Les industriels en retirent des “substances aromatiques et apéritives”. C'est donc le mot “essence” qu'il faut retenir et non celui d'huile. Ces extraits peuvent provenir de nombreuses plantes (thym, origan, d'origan au thymol, de cannelle, d'aneth,…) et une huile essentielle peut contenir plusieurs molécules différentes.

Les huiles essentielles  ralentiraient le catabolisme des protéines par les bactéries du rumen. Il en résulterait une baisse de la dégradation des protéines dans le rumen, d'où une moindre production d'ammoniac. Ces protéines, peu dégradées, se retrouveraient dans l'intestin augmentant ainsi la valeur PDIA de la ration.

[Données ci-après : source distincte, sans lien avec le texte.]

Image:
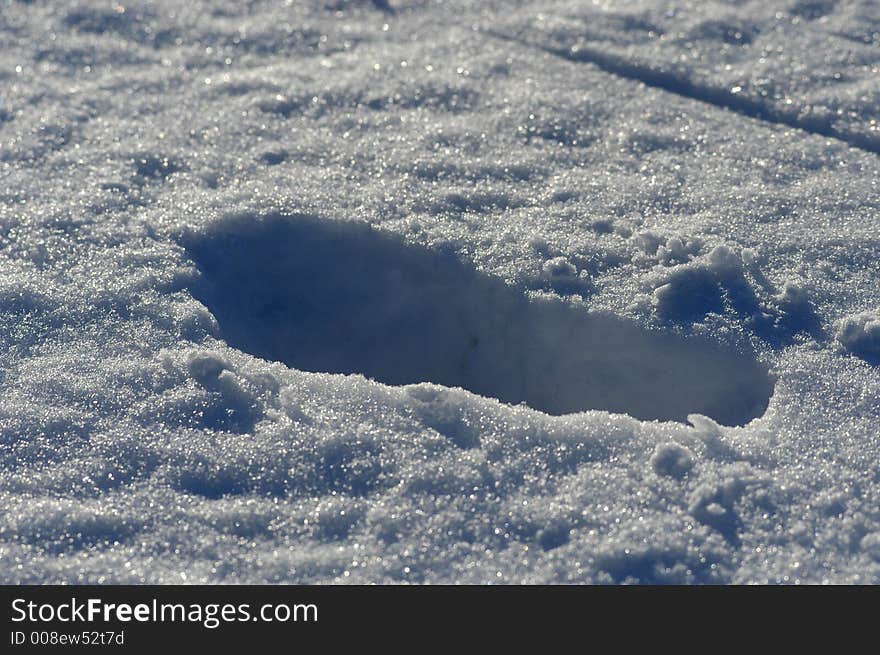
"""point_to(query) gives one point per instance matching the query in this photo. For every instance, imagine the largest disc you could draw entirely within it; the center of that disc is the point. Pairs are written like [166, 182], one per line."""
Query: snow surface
[340, 291]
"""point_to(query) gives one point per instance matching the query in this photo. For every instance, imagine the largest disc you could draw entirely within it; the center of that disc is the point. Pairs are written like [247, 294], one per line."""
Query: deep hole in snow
[341, 297]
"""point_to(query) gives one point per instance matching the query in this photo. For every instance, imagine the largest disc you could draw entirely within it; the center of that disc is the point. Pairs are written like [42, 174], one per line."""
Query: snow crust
[686, 197]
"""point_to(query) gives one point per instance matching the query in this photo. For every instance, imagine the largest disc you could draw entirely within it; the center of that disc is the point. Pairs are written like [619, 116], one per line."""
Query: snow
[439, 291]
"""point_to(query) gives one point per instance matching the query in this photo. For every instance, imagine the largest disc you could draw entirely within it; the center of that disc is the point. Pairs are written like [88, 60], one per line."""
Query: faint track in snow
[706, 94]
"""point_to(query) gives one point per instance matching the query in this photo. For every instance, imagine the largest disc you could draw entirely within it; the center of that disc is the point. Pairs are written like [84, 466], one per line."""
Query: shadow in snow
[341, 297]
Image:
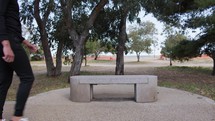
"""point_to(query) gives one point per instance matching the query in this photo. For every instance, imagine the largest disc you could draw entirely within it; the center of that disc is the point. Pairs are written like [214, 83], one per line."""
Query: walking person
[13, 58]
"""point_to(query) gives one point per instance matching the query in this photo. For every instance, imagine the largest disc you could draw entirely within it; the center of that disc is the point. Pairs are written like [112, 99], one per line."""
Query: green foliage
[170, 43]
[142, 37]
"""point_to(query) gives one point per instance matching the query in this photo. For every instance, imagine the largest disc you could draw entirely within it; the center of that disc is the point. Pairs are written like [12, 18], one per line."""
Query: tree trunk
[79, 39]
[76, 65]
[48, 57]
[121, 45]
[59, 59]
[44, 36]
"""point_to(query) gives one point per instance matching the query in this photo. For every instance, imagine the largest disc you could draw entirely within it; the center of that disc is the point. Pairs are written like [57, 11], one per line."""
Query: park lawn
[193, 79]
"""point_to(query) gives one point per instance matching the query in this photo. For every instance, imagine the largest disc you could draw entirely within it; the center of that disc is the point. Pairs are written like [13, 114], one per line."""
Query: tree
[142, 38]
[172, 41]
[193, 14]
[79, 30]
[95, 48]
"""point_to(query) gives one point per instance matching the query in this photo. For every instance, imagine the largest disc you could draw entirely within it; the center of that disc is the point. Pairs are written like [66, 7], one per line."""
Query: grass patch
[193, 79]
[100, 61]
[197, 88]
[187, 69]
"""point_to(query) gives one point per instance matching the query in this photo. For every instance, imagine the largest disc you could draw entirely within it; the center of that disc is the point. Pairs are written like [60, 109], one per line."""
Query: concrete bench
[81, 87]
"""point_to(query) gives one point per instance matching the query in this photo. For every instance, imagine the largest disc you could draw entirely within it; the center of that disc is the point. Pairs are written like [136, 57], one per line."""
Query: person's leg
[22, 67]
[6, 74]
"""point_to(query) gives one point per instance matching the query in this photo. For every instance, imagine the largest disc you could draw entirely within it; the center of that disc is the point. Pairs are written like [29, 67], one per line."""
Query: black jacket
[9, 20]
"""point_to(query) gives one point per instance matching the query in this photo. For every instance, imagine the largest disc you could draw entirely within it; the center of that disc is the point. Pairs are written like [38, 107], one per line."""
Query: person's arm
[4, 40]
[3, 8]
[8, 52]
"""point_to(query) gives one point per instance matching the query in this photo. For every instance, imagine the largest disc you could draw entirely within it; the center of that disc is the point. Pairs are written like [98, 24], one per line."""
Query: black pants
[22, 67]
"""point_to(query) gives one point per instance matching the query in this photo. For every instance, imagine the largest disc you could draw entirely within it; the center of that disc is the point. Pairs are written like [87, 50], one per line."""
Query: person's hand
[30, 46]
[8, 52]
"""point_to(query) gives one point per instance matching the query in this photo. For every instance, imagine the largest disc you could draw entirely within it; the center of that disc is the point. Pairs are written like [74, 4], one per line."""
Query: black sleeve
[3, 31]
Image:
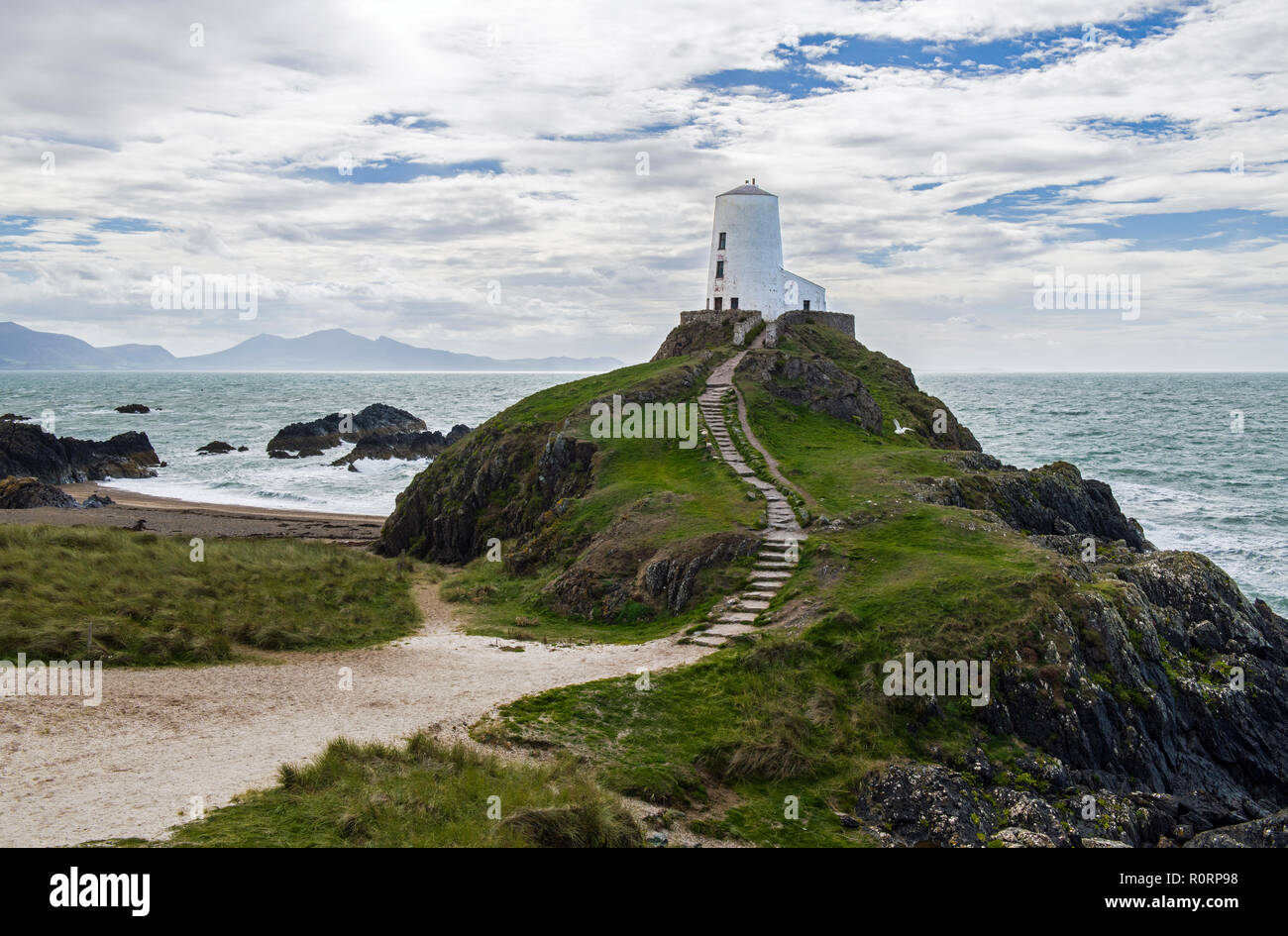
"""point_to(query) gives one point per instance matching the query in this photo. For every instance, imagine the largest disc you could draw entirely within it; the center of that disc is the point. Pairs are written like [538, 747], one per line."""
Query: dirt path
[130, 767]
[778, 555]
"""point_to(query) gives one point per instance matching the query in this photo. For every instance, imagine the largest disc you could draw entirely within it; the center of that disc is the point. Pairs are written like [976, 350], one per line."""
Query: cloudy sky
[931, 158]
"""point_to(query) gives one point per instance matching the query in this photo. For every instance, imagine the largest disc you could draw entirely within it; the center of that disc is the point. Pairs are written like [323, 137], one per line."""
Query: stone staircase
[780, 541]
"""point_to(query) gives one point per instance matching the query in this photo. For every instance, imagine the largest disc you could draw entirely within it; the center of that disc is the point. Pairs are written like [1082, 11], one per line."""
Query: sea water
[1196, 476]
[1199, 459]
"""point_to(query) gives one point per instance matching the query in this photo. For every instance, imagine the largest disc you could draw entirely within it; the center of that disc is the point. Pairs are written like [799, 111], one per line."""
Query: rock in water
[407, 446]
[310, 438]
[29, 451]
[25, 493]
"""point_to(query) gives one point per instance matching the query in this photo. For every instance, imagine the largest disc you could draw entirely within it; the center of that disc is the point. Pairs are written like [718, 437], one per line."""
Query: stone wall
[840, 321]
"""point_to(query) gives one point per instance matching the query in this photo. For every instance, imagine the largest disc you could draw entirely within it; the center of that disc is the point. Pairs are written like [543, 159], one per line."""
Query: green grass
[802, 712]
[421, 794]
[648, 493]
[151, 605]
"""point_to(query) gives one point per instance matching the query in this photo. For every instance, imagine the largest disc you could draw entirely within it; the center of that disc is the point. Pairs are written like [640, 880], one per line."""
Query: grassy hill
[1112, 670]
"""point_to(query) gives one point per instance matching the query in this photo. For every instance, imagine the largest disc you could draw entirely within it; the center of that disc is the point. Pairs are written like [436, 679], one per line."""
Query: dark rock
[29, 451]
[1050, 499]
[310, 438]
[408, 446]
[24, 493]
[703, 330]
[814, 382]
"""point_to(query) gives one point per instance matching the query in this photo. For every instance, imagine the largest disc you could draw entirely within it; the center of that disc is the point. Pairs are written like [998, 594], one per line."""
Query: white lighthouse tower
[746, 269]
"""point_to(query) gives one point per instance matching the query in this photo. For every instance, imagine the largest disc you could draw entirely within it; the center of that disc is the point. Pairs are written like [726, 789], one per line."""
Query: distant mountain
[334, 349]
[24, 349]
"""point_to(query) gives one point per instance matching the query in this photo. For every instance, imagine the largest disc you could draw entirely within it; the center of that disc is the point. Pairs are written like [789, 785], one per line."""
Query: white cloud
[592, 258]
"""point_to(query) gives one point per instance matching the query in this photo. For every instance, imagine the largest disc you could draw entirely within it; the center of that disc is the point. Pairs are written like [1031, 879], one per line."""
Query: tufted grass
[151, 605]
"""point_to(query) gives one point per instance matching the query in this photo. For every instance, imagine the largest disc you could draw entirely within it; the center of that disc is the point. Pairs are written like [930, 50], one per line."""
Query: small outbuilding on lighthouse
[746, 269]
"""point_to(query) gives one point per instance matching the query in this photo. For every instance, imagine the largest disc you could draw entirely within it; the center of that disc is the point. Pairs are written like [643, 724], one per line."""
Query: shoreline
[174, 516]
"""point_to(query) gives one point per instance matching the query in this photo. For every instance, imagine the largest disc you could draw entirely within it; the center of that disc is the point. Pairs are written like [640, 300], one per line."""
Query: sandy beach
[130, 767]
[170, 516]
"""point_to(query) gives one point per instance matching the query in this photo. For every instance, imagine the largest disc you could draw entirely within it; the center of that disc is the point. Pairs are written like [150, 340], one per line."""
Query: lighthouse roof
[748, 189]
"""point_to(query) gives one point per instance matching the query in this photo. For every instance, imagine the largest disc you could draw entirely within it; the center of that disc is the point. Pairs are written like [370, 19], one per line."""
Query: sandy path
[71, 773]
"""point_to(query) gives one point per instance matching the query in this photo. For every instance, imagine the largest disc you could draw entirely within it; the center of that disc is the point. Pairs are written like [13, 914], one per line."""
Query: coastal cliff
[1136, 695]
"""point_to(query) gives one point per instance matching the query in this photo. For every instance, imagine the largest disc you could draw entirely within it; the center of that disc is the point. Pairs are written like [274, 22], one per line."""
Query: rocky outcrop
[496, 484]
[814, 382]
[1159, 709]
[24, 493]
[617, 570]
[670, 575]
[507, 481]
[1054, 498]
[703, 330]
[310, 438]
[29, 451]
[408, 446]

A notre connaissance, il n'existe pas d'essais réalisés “in vivo” sur des vaches laitières. Seuls des essais “in vitro” ont été publiés. L'effet des huiles essentielles sur la flore microbienne du rumen peut être très variable. Il peut être progressif ou drastique sur l'ensemble des activités microbiennes, soit toucher plus spécifiquement une activité ou une population microbienne. Une petite variation de la composition peut avoir des conséquences négatives importantes et la recherche d'interactions positives dans les mélanges d'additifs pourrait être intéressante.

Il semble exister des doses intéressantes qui permettent une réduction de l'activité protéolytique de la flore ruminale sans perturber son fonctionnement normal.

Par ailleurs, l'efficacité du produit semble être variable en fonction du type de ration (amidon ou fibres). On voit là toute la difficulté d'utiliser les huiles essentielles et pour l'instant nous n'avons pas de référence scientifique pour accorder du crédit à cette technique de protection de matières azotées.